Where does SQL Server get estimated number of rows for when AUTO_CREATE

Where does SQL Server get the Estimated Number of Rows when you have AUTO_CREATE_STATISTICS turned off?

Here is an example:

Setup experiment:


USE master;
GO

IF EXISTS(SELECT * FROM sys.databases WHERE name = 'TestDatabase')
BEGIN
    ALTER DATABASE TestDatabase SET SINGLE_USER WITH ROLLBACK IMMEDIATE;
    DROP DATABASE TestDatabase;
END

GO

CREATE DATABASE TestDatabase;

GO

ALTER DATABASE TestDatabase SET AUTO_CREATE_STATISTICS OFF;

GO

USE TestDatabase;

GO

DROP TABLE IF EXISTS TestTable;

GO

CREATE TABLE TestTable
(
    Id INT NOT NULL IDENTITY PRIMARY KEY,
    FirstName VARCHAR(50),
    LastName VARCHAR(50)
);

Experiment:

Insert 200 rows:

SET NOCOUNT ON;
INSERT INTO TestTable Values('Test', 'Blah')
GO 200

Click Display Estimated Execution Plan when highlighting the query below:

SELECT * 
FROM TestTable 
WHERE LastName = 'blah';

It gives me an estimated # row of 200.

Run the below query again:

SET NOCOUNT ON;
INSERT INTO TestTable Values('Test', 'Blah')
GO 200

Once again click Display Estimated Execution Plan when highlighting the query below:

SELECT * 
FROM TestTable 
WHERE LastName = 'blah';

It gives me an estimated # rows of 400.

Now I run query instead of getting estimates

SELECT * 
FROM TestTable 
WHERE LastName = 'blah';

Now I insert another 200 rows

SET NOCOUNT ON;
INSERT INTO TestTable Values('Test', 'Blah')
GO 200

Once again click Display Estimated Execution Plan when highlighting the query below:

SELECT * 
FROM TestTable 
WHERE LastName = 'blah';

It once again gives me an estimated # row of 400 instead of 600 rows.

So I run

SET NOCOUNT ON;
INSERT INTO TestTable Values('Test', 'Blah')
GO 10000

Once again click Display Estimated Execution Plan when highlighting the query below:

SELECT * 
FROM TestTable 
WHERE LastName = 'blah';

Gives man an estimated plan of 400 rows instead of 10,600.

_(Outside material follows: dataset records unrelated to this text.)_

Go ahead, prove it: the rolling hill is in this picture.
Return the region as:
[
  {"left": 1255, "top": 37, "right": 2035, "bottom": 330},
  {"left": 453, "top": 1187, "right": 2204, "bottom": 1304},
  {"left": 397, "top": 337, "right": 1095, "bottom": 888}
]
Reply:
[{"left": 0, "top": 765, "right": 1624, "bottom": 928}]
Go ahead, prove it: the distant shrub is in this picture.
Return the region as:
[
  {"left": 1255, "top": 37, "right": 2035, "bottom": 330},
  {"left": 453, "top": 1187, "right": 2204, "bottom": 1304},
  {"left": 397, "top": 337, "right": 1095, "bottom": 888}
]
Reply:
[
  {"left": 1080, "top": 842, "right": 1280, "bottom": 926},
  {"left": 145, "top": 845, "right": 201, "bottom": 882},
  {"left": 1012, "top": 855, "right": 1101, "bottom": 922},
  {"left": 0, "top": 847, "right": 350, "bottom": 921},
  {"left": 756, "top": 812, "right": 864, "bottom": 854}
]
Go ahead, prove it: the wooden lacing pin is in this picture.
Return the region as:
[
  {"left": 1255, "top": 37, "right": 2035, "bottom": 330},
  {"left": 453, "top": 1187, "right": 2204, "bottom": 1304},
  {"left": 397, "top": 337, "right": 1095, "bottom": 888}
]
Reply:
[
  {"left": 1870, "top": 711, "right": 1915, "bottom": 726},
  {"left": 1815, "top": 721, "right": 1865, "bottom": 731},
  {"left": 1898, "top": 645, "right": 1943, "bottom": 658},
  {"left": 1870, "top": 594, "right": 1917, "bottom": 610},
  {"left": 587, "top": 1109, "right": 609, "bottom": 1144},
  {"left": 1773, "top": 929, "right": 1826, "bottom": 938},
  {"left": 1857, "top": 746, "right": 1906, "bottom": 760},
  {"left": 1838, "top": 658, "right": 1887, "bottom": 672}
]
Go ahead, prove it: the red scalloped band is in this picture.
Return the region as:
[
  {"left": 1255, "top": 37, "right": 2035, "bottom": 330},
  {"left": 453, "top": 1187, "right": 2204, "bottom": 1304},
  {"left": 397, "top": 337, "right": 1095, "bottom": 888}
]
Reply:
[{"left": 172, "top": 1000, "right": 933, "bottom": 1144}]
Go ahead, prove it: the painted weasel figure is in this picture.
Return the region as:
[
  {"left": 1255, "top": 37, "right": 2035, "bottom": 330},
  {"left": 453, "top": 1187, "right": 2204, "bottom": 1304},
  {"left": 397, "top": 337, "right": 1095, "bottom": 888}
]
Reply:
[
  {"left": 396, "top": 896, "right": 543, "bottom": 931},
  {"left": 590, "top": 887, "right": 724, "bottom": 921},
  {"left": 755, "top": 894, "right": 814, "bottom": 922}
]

So it appears if you get the estimated number of rows before running the query, it will give you the total number of rows in the table. Once you run the query, it gives you the total number of rows on the table before running the query.

So where exactly is SQL Server getting this number from?

CodePudding user response：

When AUTO CREATE STATISTICS is disabled, SQL Server employs a "cardinality estimator" to estimate the number of rows that will be returned by a query.

The cardinality estimator makes this estimate based on a number of factors, including the data types and distributions of the columns in the table, the specific predicates used in the query, and any available statistics.

In your example, it appears that the estimator is estimating the total number of rows in the table rather than the specific predicate in the query ("LastName = 'blah'").

This is most likely due to the table's lack of statistics, which would normally be used to more accurately estimate the number of rows.

CodePudding user response：

I strongly suggest never setting AUTO_CREATE_STATISTICS to OFF so hopefully this question is just for academic interest.

SQL Server knows the table cardinality (number of rows in the table) as this is held in table metadata independent of statistics. When you say " estimated # rows of 200" etc are you referring to "estimated number of rows to be read"?

As there is no index on LastName and it has to scan the whole table to find rows matching the WHERE clause this will be the same number as table cardinality. No cardinality estimator model will assume that 100% of those rows will match LastName = 'blah' though. For 200 rows in the table I got an estimate of 53 with QUERY_OPTIMIZER_COMPATIBILITY_LEVEL_110 and 14 (SQRT(200)) with all later ones.

Either way this is just based on a guessed proportion that will match though as (in the absence of any column statistics or constraints) there is nothing else that can be used to base this number on.

When you generate an estimated execution plan this is not stored in the plan cache. When you actually run it the plan is cached. So this is why you see estimates of "rows read" in line with actual table cardinality when all you have done so far is generate estimated plans.

It gives me an estimated # rows of 400.

Now I run query instead of getting estimates

You executed the query when the table had 400 rows and this added the execution plan to the cache (complete with 400 row estimate) - so future executions can use this cached plan.

Once the plan is in the cache you are then dependent on if number of modified rows triggers an optimality based recompile and you get a new execution plan or if it is under the threshold to just use the cached plan.

Usually adding 10,200 rows to a 400 row table would be way in excess of what is required to cross the "Recompilation Threshold" and trigger an optimality based compile. I assume it does not happen in this case as no statistics were ever used in the plan so it can not ever deem these statistics as being stale.